Takaragawa Onsen... ownership, changing times and XXXXXXXX
Yoshio One - the owner and director of Takaragawa Onsen
Takaragawa Onsen was founded by Kiyozo Ono in the early fifties with industries, a dam and electricity making it easier to access the hot springs at Takaragawa River. The onsen complex grew through the 60s and 70s and was handed over to Yoshio One (picture above) - being the present owner and director.
After the several decades with growth - recent years have been more challenging. Many onsen regions have experienced decline in visitors the past decades with Covid-19 being a low point. Especially less accessible onsens struggle to attract new visitors. This goes for Takaragawa Onsen as well, unfortunately. When we visited the onsen we saw only few Japanese guests with most being international turists.
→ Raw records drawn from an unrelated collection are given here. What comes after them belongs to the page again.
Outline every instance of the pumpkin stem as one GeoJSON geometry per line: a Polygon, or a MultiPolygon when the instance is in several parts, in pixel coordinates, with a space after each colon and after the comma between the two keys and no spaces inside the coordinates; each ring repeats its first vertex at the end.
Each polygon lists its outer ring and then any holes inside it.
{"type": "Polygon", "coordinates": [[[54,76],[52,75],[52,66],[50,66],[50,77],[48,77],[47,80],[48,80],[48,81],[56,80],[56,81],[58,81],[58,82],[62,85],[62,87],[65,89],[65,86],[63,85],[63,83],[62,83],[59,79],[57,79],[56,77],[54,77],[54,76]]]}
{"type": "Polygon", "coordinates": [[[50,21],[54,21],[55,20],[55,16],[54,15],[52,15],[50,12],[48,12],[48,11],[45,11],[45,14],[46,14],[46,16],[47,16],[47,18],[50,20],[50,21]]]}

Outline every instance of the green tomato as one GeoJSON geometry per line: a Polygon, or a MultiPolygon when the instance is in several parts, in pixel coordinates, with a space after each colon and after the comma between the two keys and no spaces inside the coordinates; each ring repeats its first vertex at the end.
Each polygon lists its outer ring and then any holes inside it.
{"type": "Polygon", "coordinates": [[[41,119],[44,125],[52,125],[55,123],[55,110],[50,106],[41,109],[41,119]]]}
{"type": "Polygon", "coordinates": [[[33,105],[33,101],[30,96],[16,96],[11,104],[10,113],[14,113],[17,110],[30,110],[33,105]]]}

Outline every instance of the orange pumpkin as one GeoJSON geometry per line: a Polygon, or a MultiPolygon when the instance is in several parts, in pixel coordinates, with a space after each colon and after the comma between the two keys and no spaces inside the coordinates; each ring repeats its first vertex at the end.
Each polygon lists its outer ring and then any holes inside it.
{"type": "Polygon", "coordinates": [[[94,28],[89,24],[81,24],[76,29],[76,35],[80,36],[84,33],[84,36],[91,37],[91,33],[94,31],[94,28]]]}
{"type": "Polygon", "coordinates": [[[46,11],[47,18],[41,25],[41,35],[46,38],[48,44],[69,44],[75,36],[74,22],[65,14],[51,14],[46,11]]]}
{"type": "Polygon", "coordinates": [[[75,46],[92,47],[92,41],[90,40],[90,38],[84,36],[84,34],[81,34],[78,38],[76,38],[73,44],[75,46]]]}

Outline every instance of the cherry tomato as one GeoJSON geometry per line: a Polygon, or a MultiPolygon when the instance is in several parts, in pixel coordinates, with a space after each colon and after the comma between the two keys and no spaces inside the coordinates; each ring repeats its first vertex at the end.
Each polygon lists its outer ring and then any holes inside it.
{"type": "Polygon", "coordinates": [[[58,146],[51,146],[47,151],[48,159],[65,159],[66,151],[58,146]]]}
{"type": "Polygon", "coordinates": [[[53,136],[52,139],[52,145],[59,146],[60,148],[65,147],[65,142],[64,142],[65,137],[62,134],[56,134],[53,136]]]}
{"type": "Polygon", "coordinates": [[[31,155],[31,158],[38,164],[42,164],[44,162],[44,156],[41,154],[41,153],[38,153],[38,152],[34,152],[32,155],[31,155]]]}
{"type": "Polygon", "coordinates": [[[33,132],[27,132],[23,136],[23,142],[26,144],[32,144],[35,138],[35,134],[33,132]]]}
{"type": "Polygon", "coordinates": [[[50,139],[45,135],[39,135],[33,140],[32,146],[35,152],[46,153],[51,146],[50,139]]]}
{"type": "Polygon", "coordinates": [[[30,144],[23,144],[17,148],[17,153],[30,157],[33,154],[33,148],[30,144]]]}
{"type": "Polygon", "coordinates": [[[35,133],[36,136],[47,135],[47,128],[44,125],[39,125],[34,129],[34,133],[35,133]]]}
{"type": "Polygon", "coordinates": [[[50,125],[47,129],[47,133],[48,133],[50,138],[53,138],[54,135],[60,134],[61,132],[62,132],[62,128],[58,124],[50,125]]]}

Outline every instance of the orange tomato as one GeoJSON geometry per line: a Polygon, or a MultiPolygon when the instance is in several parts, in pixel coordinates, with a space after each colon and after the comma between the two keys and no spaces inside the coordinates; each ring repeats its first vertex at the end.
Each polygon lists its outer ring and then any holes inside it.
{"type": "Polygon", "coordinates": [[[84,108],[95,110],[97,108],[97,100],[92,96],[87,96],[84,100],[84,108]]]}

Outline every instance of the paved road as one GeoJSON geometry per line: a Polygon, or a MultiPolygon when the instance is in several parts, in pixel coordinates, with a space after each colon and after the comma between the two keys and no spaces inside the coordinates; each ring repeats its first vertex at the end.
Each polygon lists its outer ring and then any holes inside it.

So despite a huge increase in tourism in Japan - ryokans and onsens in general have seen a decline in stays and day visits. General trends are: aging population and declining domestic travel to rural areas, competition from urban leisure options and changes in how younger generations travel. Younger travelers today often value different kinds of experiences — such as city breaks, festivals, or adventure travel — more than the traditional multi-day ryokan stay.
Considering how important the cultural heritage onsens and ryokans represent - I hope the current trend changes before too many of the nations wide treasures disappear.
Mixed gender baths...
Red noren (curtain) showing the entrance to women bathing room at Takaragawa Onsen
The blue noren showing the entrance to men's bathing room at Takaragawa Onsen
Bathing dress for men which you pick up when you enter the ryokan
Women's bathing dress at Takaragawa Onsen
Yukata or a small kimono which is provided at check-in at Takaragawa Onsen
Mixed-gender bathing - known in Japanese as konyoku used to be common throughout Japan; communal bathing in natural hot springs was integrated into local life, family routines, and mountain-village hospitality. These baths were typically simple, natural pools where neighbors and travelers could relax in hot spring mineral water surrounded by nature.
Onsens were shared by everyone - men, women, children, villagers, travelers. Bathing was understood as: practical, therapeutic and communal with nudity being a natural part. Nudity in konyoku culture is about equality, honesty and purification having several similarities to naturism in Europe.
Today, mixed-gender onsens are rarer than they once were. Modern sensibilities around gender, modesty, and tourism have led many onsens to adopt gender-segregated baths or to offer private baths instead. Despite this shift, konyoku persists in select traditional or rural settings, where it remains a living connection to Japan’s bathing heritage.
When mixed bathing is offered, there’s usually clear etiquette and clothing guidance: traditional nude bathing is typical in many separated baths, but where coed bathing is meant to be more accessible to a broad range of visitors, facilities may provide designated bathing garments or wraps for modesty.
At Takaragawa Onsen bathing is still konyoku - with three out of four outdoor baths being mixed-gender. In 2019 the onsen went from all being naked in the baths (Hadaka no tsukiai) to introducing bathing dresses for both men and women - as you can see in two of the photos above.